Their findings suggest that ground beetles with differing traits will have differing responses to changes in habitat. Additionally, some habitat characteristics may prove beneficial to beetles with certain traits, even in the face of climate change. Take, for example, canopy density. Habitats with closed canopies and dense understories tend to be favorable to large-bodied, burrowing omnivores. However, diurnal fliers tend to do well in open grasslands. Beetle traits may impact how well different species are able to respond to changes in those habitats. In particular, fliers may be more resilient due to their greater ability to relocate in response to habitat loss or climate change.

NEON Biodiversity modeling landing page. Users can compare abundance across NEON sites, species, and habitat variables. Credit: PB & Jam / Clark Lab.

It appears that habitat variation contributes more to differences in beetle species abundance and community composition than does climate variation. Overall, canopy density and temperature are more highly correlated with differences in both beetle abundance and traits than other habitat variables, such as surface roughness, soil fertility, or canopy nitrogen.

Predicting the Future of Carabidae Beetles

Climate change is expected to have a big impact on the habitats where ground beetles live, which will influence which species will thrive in different areas. The researchers used climate scenarios from WorldClim to develop models of habitat change and changes in ground beetle populations over time.

The study highlights the complexity of trying to answer questions like "Are ground beetle populations declining?" or "How will climate change impact ground beetle populations?" The answers are likely to be highly dependent on the types of Carabidae beetles in question and their sensitivity to change.
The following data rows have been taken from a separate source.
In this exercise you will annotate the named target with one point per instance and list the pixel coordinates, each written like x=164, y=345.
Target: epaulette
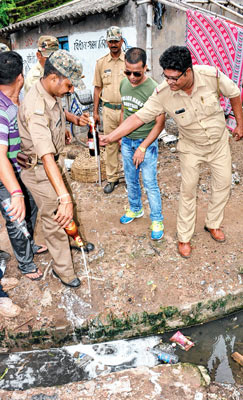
x=206, y=70
x=39, y=106
x=160, y=87
x=101, y=58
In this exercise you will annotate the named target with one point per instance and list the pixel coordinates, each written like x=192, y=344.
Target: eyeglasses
x=135, y=73
x=172, y=78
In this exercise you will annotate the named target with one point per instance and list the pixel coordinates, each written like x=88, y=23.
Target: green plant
x=5, y=6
Clark says, "Prediction is a difficult thing to do because there are a lot of different things that can affect these bugs. Agricultural impacts, the legacy effects of pesticides, land cover change, invasive species…there's just a lot going on. But if we understand that certain species like certain kinds of habitats and climates, we can say a lot about how habitat changes will affect these species."

Qiu and Clark are continuing their work at NEON field sites, this time with an NSF grant to look at seed production to quantify food supply in different habitats. Qiu is also working on scaling up the models using NASA remote sensing data to map habitat variables across the country. His lab is looking at biodiversity and habitat variables for various taxa, including birds and small mammals.
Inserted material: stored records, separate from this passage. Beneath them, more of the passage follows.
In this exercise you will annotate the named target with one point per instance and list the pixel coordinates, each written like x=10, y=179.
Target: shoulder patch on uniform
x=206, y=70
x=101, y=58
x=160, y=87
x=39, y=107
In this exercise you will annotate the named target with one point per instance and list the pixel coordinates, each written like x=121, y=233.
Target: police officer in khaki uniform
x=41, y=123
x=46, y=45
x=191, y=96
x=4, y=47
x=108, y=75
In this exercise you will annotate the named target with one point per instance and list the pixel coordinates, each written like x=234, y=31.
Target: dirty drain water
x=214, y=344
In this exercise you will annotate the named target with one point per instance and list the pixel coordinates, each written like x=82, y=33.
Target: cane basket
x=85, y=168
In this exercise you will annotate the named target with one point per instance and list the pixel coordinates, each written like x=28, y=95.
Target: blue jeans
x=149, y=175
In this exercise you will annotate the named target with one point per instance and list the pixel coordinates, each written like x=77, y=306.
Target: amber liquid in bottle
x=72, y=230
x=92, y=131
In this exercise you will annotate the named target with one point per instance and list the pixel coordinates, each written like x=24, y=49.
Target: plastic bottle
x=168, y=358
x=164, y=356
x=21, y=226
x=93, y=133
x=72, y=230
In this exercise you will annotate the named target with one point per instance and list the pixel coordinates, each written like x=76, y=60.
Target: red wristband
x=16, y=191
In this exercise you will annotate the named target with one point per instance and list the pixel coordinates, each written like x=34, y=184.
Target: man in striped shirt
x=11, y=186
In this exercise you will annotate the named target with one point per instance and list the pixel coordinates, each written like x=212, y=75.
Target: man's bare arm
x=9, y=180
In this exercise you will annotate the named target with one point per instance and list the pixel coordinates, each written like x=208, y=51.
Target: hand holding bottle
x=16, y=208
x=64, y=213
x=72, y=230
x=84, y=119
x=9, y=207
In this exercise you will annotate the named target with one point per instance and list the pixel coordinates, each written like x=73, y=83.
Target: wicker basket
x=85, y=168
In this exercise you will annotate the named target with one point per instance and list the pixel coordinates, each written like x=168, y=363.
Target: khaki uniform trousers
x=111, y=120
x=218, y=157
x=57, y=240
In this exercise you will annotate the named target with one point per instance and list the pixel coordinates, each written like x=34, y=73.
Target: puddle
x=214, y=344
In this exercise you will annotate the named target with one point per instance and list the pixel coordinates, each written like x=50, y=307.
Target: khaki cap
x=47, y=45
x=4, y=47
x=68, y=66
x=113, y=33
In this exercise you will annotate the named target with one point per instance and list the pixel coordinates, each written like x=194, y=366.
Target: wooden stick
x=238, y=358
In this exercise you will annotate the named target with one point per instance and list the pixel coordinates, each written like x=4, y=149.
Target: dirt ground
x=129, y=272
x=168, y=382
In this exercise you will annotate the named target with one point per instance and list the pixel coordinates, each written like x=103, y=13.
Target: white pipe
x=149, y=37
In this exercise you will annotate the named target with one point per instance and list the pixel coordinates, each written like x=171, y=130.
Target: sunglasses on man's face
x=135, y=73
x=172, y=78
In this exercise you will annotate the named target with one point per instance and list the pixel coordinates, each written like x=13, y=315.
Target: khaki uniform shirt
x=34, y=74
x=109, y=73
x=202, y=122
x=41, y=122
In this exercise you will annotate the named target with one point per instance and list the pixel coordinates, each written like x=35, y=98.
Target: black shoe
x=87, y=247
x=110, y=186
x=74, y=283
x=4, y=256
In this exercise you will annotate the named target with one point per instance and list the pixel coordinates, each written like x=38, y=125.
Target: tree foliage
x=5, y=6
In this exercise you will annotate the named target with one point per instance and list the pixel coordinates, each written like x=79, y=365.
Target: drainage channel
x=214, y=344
Clark's lab has developed a set of online tools and maps to explore habitat change and biodiversity for ground beetles, breeding birds, small mammals and trees. Using these tools, it is possible to model habitat suitability and species abundance across the continental U.S. under different climate scenarios for the years 2040-2069 and 2070-2099.

Screenshot from the species abundance map of ground beetle Agonoleptus conjunctus abundance in 2018. With this predictive modelling system you can select species, climate scenario, and set for a time in the future. Credit: PJ & Jam / Clark Lab.

"As we think about how to preserve biodiversity in the face of climate change," says Clark, "we can now use these models to put together information about what kinds of habitats are suitable for different species and how those habitats are expected to be impacted by climate change in the future. That's important information for determining which kinds of habitats we want to preserve to protect biodiversity."